Politico's congressional reporter Katherine Tully-McManus defended her colleague by tweeting, "The classic dilemma: a member escorts in a tour, clearly not 'official business,' Capitol Police are not empowered to enforce much of anything when it comes to members. No one is enforcing masks. (See: members cursing out USCP at House chamber metal detectors when they try)."

However, she was corrected by Michele Perez Exner – communications director for House Republican Leader Kevin McCarthy.

Exner said, "This photo was of @RepMcClintock and the family of fallen Marine Sgt. Gee. They were in the Capitol for an official meeting with @GOPLeader. So, yes, it was 'clearly official business.'"

Tully-McManus wrote an "addendum/clarification" and admitted that the Gold Star family was conducting official business by meeting with McCarthy.

On Twitter, there was a massive blowback to Caygle snitching on the Gold Star family for not wearing masks.

Rep. Jim Banks (R-Ind.) shined a light on the hypocrisy, "On Tuesday, @SpeakerPelosi was hugging and shaking hands with over a dozen people without a mask. Not a word was reported from this journalist who is now smearing a Gold Star Family on a Capitol tour so far away she had to zoom in."
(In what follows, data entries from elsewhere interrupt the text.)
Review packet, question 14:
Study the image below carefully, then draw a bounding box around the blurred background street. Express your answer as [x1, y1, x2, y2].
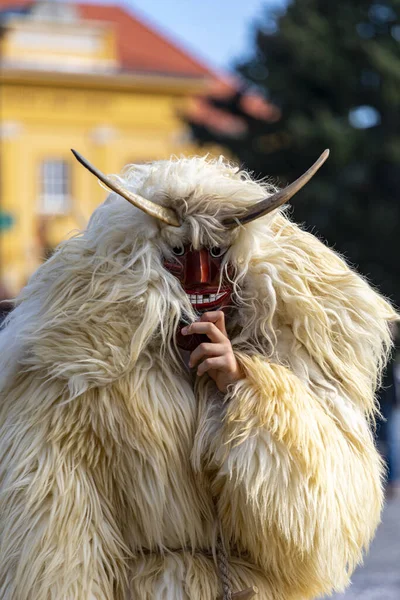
[331, 497, 400, 600]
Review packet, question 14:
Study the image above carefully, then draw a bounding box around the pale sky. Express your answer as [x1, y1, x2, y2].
[86, 0, 287, 70]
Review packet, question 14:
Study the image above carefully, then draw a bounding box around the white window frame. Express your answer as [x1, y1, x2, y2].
[38, 158, 72, 215]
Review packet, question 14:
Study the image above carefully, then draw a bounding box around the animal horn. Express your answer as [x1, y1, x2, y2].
[224, 150, 329, 228]
[71, 149, 181, 227]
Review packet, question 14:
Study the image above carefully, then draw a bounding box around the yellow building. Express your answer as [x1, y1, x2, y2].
[0, 0, 216, 295]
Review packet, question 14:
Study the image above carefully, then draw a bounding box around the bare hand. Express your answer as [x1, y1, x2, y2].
[181, 310, 244, 393]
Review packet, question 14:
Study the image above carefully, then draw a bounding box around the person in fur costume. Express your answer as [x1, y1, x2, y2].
[0, 153, 396, 600]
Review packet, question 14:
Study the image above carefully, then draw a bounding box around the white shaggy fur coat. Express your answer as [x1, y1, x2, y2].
[0, 158, 396, 600]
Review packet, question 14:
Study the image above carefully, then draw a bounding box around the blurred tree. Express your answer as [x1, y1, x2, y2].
[190, 0, 400, 306]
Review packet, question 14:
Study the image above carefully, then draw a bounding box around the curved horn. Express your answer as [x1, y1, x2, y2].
[71, 148, 181, 227]
[224, 150, 329, 228]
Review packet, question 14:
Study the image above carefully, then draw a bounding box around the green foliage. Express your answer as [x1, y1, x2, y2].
[191, 0, 400, 305]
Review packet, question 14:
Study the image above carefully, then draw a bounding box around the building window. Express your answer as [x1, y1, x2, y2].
[39, 159, 71, 215]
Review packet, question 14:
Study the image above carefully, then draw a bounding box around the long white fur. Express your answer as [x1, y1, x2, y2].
[0, 158, 396, 600]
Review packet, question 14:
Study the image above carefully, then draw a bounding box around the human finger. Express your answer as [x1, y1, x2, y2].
[181, 321, 226, 344]
[189, 342, 226, 367]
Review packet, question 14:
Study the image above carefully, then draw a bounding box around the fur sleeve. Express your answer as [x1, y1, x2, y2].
[194, 353, 382, 599]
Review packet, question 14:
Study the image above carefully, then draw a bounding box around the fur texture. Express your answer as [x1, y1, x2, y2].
[0, 158, 396, 600]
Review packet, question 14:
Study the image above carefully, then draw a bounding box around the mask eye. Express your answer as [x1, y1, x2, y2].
[172, 246, 185, 256]
[209, 246, 228, 258]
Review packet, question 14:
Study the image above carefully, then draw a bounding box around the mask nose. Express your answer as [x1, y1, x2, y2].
[184, 248, 211, 285]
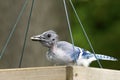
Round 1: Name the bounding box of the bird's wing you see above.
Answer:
[82,49,94,59]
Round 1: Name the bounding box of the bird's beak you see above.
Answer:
[30,35,41,41]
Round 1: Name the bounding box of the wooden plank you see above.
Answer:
[0,66,120,80]
[0,66,66,80]
[67,66,120,80]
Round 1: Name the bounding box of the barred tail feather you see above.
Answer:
[96,54,117,61]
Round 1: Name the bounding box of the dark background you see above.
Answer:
[0,0,120,69]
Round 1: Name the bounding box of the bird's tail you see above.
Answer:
[96,54,117,61]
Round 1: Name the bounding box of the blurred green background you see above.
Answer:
[0,0,120,70]
[69,0,120,69]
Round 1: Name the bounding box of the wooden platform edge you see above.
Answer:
[0,66,120,80]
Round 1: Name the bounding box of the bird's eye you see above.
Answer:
[47,34,51,38]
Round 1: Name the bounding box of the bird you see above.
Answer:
[31,30,117,67]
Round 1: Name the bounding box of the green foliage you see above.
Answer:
[69,0,120,69]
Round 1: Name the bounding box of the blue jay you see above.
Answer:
[31,30,117,67]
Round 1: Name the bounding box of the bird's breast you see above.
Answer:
[48,47,72,64]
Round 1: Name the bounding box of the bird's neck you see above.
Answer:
[49,43,57,51]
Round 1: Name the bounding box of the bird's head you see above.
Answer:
[31,30,58,48]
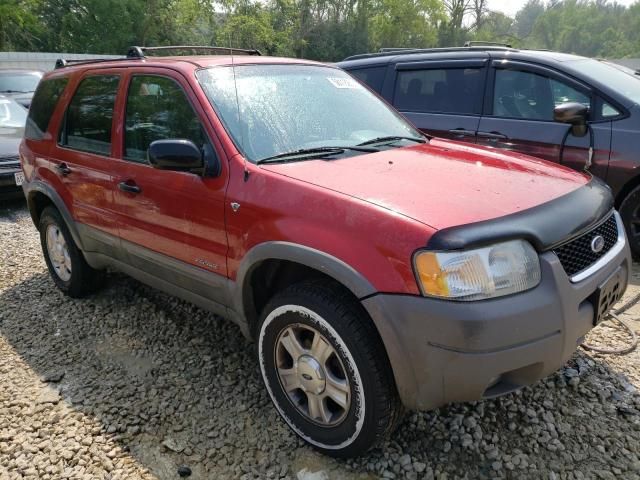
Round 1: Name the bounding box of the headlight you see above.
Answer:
[414,240,540,301]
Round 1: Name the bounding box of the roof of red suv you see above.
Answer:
[46,55,327,77]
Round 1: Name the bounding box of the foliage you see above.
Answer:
[0,0,640,60]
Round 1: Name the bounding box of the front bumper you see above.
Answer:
[362,232,631,410]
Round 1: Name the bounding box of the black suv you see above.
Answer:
[338,46,640,256]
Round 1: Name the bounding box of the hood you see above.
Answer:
[263,139,589,230]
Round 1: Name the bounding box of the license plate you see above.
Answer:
[592,268,624,325]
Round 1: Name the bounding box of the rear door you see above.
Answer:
[114,67,228,286]
[392,58,488,142]
[478,60,611,178]
[50,70,122,251]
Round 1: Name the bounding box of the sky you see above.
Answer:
[488,0,636,17]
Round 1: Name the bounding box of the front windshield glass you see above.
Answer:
[0,73,40,93]
[197,65,423,162]
[0,98,27,128]
[571,59,640,103]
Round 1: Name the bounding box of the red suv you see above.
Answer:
[21,48,630,456]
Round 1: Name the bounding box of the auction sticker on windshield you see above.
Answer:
[327,77,360,88]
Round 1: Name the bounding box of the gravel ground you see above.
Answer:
[0,203,640,480]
Rep. Jeff Duncan posted a photo of Democrats who were not practicing social distancing and not wearing masks at the Congressional Baseball Game and asked, "Does seeing people not wearing masks trigger you? If so, (trigger warning)."

Rep. Virginia Foxx (R-N.C.) mocked the reporter, "Look, an opinion from a D.C. journalist that nobody asked for. Attacking @RepMcClintock for spending time with the family of Sgt. Gee is pathetic. Sit this one out."

Conservative commentator Matt Walsh said, "The family of a fallen Marine get a tour of the Capitol and @heatherscope publicly shames them for not wearing a mask. This is psychotic behavior."

Erielle Davidson, senior policy analyst for JINSA, wrote, "A reporter picking on a Gold Star family for being maskless in a WIDE EMPTY space is precisely why people despise the media. They're vultures."

Fox News contributor Lawrence B. Jones III called her a "Karen" and sarcastically offered "thoughts & prayers" to the reporter.

Townhall senior writer Julio Rosas noted, "Another example of why Americans hate the media so much, and rightfully so."

Townhall managing editor Spencer Brown slammed Caygle, "Going full COVID Karen on a gold star family who lost their loved one in the suicide attack outside HKIA is quite the look."

Political consulting firm president Ellen Carmichael said, "Irrespective of the heartbreaking backstory behind this photo, the purpose of this tweet was to embarrass this family and/or the GOP congressman with them. People break rules all the time. This is narc'ing with a purpose. Not cool."

Sgt. Gee was only 23 years old when she was killed in Afghanistan. Six days before her death, she shared a photo on Instagram of her cradling a baby with the caption: "I love my job."

Gee – who was from Roseville, California – was laid to rest at the Arlington National Cemetery in Virginia on Wednesday.